It’s the spirit of choice for many Scots and now the fiery liquid could have another, rather novel use - providing electrical power to up to 9,000 homes.
Some of Scotland’s best-known distilleries have signed up to a new bio-energy venture using a by-product in the whisky-making process.
Contracts have been awarded for the construction of a biomass combined heat and power plant at Rothes in Speyside, which will be in use by 2013.
Currently, large amounts of “draff” which is the spent grains used in the distilling process, and pot ale, a residue from the copper still , are produced by the whisky industry each year and are usually then transported off site.
But under the new plans by The Rothes project - a joint venture between Helius Energy and the Combination of Rothes Distillers (CoRD) – the draff will be burnt with woodchips to generate enough electricity for 9,000 homes.
It will be supplied by Aalborg Energie Technick, a Danish engineering company, with the pot ale made into a concentrated organic fertilizer and an animal feed for use by local farmers.
Waste products from around 16 of the Speyside’s 50 distilleries will be used at the site, including well-known brands such as Glenlivet, Chivas, and Famous Grouse, and none will come from further than 25 miles away.
The £50 million Rothes project is the latest bioenergy venture from the Scottish whisky industry, but it is believed to be the first to provide electricity for public use.

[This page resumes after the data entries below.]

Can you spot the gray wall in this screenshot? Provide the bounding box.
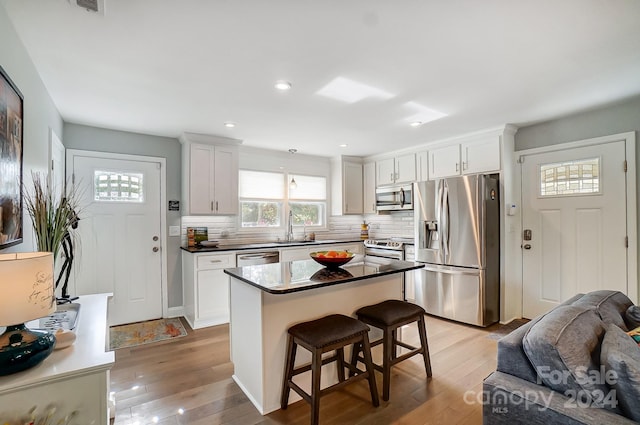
[0,6,62,252]
[62,123,182,308]
[515,96,640,296]
[515,96,640,154]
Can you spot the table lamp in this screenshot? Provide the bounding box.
[0,252,56,375]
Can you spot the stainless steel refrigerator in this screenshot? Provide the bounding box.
[414,174,500,326]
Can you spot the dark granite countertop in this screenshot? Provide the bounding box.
[181,239,362,254]
[224,255,424,294]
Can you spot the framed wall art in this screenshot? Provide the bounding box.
[0,66,24,249]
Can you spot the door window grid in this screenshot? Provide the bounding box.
[539,158,600,197]
[93,170,144,203]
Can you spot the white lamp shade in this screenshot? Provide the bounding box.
[0,252,56,326]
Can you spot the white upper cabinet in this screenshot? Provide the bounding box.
[429,144,460,179]
[376,158,396,186]
[362,162,377,214]
[461,136,500,174]
[376,153,416,186]
[416,151,429,182]
[429,135,500,179]
[331,156,363,215]
[180,133,239,215]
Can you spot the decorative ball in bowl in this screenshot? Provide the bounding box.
[309,251,354,267]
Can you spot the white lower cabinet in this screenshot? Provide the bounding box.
[182,252,236,329]
[182,242,364,329]
[280,247,312,263]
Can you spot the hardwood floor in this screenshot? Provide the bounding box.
[111,316,500,425]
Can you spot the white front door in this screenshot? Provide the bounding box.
[522,140,635,318]
[71,152,163,325]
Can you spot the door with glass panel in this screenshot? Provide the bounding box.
[70,152,163,325]
[522,140,635,318]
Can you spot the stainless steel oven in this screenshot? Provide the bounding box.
[364,238,415,301]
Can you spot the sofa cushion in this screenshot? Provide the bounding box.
[573,290,633,331]
[496,319,538,383]
[523,305,609,407]
[624,305,640,330]
[496,294,584,383]
[600,324,640,421]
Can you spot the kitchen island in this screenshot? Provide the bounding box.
[224,255,423,415]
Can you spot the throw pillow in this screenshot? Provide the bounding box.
[573,289,640,331]
[624,305,640,329]
[627,327,640,346]
[522,305,608,408]
[600,324,640,421]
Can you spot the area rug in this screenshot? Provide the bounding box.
[109,318,187,350]
[487,319,529,339]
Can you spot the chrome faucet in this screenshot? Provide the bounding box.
[286,210,293,242]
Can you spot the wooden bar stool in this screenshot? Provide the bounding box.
[280,314,380,425]
[351,300,431,401]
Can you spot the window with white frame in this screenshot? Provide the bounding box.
[238,170,285,227]
[93,170,144,203]
[540,158,600,197]
[238,170,327,228]
[289,175,327,226]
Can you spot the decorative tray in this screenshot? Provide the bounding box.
[39,303,80,332]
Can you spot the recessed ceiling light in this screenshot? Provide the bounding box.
[403,102,447,125]
[274,80,291,90]
[316,77,394,103]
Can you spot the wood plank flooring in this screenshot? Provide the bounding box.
[111,316,500,425]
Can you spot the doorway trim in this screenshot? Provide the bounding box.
[66,149,169,317]
[515,131,639,304]
[515,131,639,310]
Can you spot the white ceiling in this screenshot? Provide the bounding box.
[0,0,640,156]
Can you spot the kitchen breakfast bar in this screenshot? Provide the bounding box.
[224,255,423,415]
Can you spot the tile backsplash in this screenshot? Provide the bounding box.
[180,211,413,246]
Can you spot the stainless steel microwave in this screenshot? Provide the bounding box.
[376,184,413,211]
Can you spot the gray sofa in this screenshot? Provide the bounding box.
[482,291,640,425]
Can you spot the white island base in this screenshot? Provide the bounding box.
[230,273,402,415]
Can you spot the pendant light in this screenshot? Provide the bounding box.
[289,149,298,190]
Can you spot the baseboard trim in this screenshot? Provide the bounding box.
[167,306,184,318]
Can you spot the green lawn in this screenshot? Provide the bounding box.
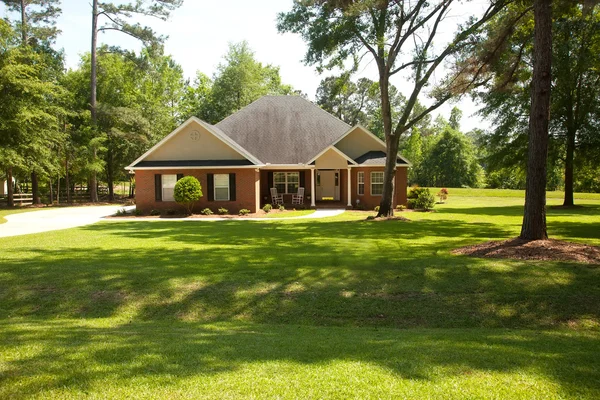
[0,190,600,399]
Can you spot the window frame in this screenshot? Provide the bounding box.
[160,174,177,201]
[356,171,365,196]
[369,171,384,196]
[213,174,231,201]
[273,171,300,194]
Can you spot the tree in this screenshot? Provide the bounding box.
[0,20,63,205]
[519,0,552,240]
[89,0,183,202]
[479,1,600,206]
[173,176,202,215]
[1,0,62,204]
[278,0,508,216]
[205,41,292,124]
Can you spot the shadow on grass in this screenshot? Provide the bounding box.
[0,220,600,328]
[0,322,600,398]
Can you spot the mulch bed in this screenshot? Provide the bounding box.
[452,238,600,264]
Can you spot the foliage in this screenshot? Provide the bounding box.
[278,0,508,216]
[173,175,202,215]
[0,194,600,399]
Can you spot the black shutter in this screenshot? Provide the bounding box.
[229,174,235,201]
[154,174,162,201]
[206,174,215,201]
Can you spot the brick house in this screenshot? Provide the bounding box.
[127,96,410,212]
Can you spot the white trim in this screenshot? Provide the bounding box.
[131,165,261,171]
[125,117,263,170]
[369,171,385,196]
[307,124,412,167]
[307,145,357,165]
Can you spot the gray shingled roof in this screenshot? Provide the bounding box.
[354,151,408,165]
[215,96,351,164]
[135,160,253,168]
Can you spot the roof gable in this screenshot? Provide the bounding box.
[127,117,262,169]
[216,96,350,164]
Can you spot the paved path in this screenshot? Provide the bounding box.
[0,206,345,237]
[0,206,130,237]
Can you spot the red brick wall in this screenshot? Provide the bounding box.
[135,168,260,214]
[351,167,408,210]
[260,169,312,206]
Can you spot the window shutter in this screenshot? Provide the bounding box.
[154,174,162,201]
[206,174,215,201]
[229,174,235,201]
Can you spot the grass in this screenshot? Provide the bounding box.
[430,188,600,200]
[0,192,600,399]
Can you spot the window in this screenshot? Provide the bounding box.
[214,174,229,201]
[273,172,300,193]
[357,172,365,194]
[371,172,383,196]
[162,175,177,201]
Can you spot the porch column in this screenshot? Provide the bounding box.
[348,168,352,207]
[310,168,317,207]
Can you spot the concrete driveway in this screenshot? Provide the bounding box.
[0,206,123,237]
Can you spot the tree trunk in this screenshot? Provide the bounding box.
[65,155,73,204]
[31,171,41,204]
[6,167,15,207]
[563,129,575,207]
[106,144,115,201]
[89,0,98,203]
[21,0,27,46]
[519,0,552,240]
[377,63,398,217]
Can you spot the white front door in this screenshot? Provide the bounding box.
[317,170,340,201]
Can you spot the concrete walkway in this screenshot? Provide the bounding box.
[0,206,129,237]
[0,206,345,238]
[107,209,346,222]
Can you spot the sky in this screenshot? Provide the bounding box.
[0,0,488,132]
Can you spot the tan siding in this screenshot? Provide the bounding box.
[144,122,245,161]
[335,128,386,160]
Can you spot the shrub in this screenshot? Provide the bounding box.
[173,176,202,215]
[437,188,448,203]
[412,189,435,210]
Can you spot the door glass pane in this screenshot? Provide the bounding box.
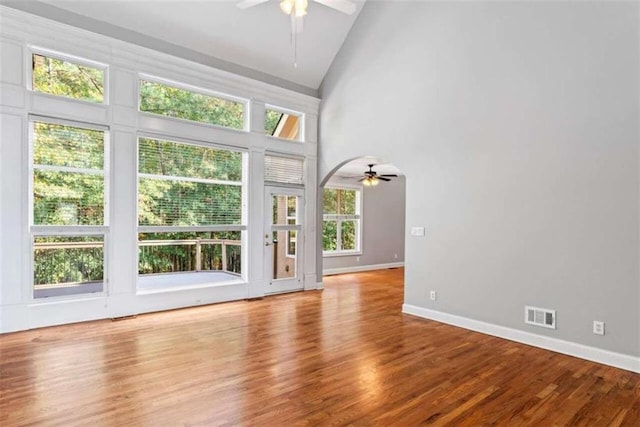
[33,236,104,298]
[273,231,297,279]
[342,221,357,251]
[272,195,298,225]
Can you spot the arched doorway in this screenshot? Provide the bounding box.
[318,156,406,275]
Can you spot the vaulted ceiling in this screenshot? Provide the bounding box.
[3,0,364,94]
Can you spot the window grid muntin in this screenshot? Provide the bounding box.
[136,73,251,132]
[322,186,362,255]
[136,135,246,229]
[25,46,110,106]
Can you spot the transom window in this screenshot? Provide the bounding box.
[322,188,361,255]
[264,108,301,140]
[140,79,244,129]
[31,53,105,103]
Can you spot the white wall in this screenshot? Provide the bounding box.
[0,6,319,333]
[323,176,405,274]
[319,2,640,362]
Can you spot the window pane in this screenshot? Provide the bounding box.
[138,231,241,280]
[33,122,105,225]
[273,231,296,280]
[33,122,104,170]
[264,155,304,185]
[287,230,297,256]
[338,190,356,215]
[138,139,242,226]
[341,221,356,251]
[33,169,104,225]
[287,196,298,219]
[140,80,244,129]
[322,188,338,214]
[138,178,242,226]
[264,109,300,140]
[322,221,338,251]
[32,54,104,103]
[33,236,104,298]
[138,138,242,183]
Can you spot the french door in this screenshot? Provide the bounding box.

So far concerns raised by environmentalists include the fact that some of the wood used might not be locally sources – but the project – which will provide electricity provided by the equivalent of of two large wind turbines – is being seen as a valuable addition to Scotland's renewables industry.
Frank Burns, the general manager of CoRD, said Speyside is the ideal location for the new bioenergy plant which will be built on an existing industrial site.
"It is very well supported in the local community. Up here in Rothes and in Speyside in general we have a lot of strong links," he said. "We had zero objections at the planning stage and we have done a lot of work within the community on the progress of the project."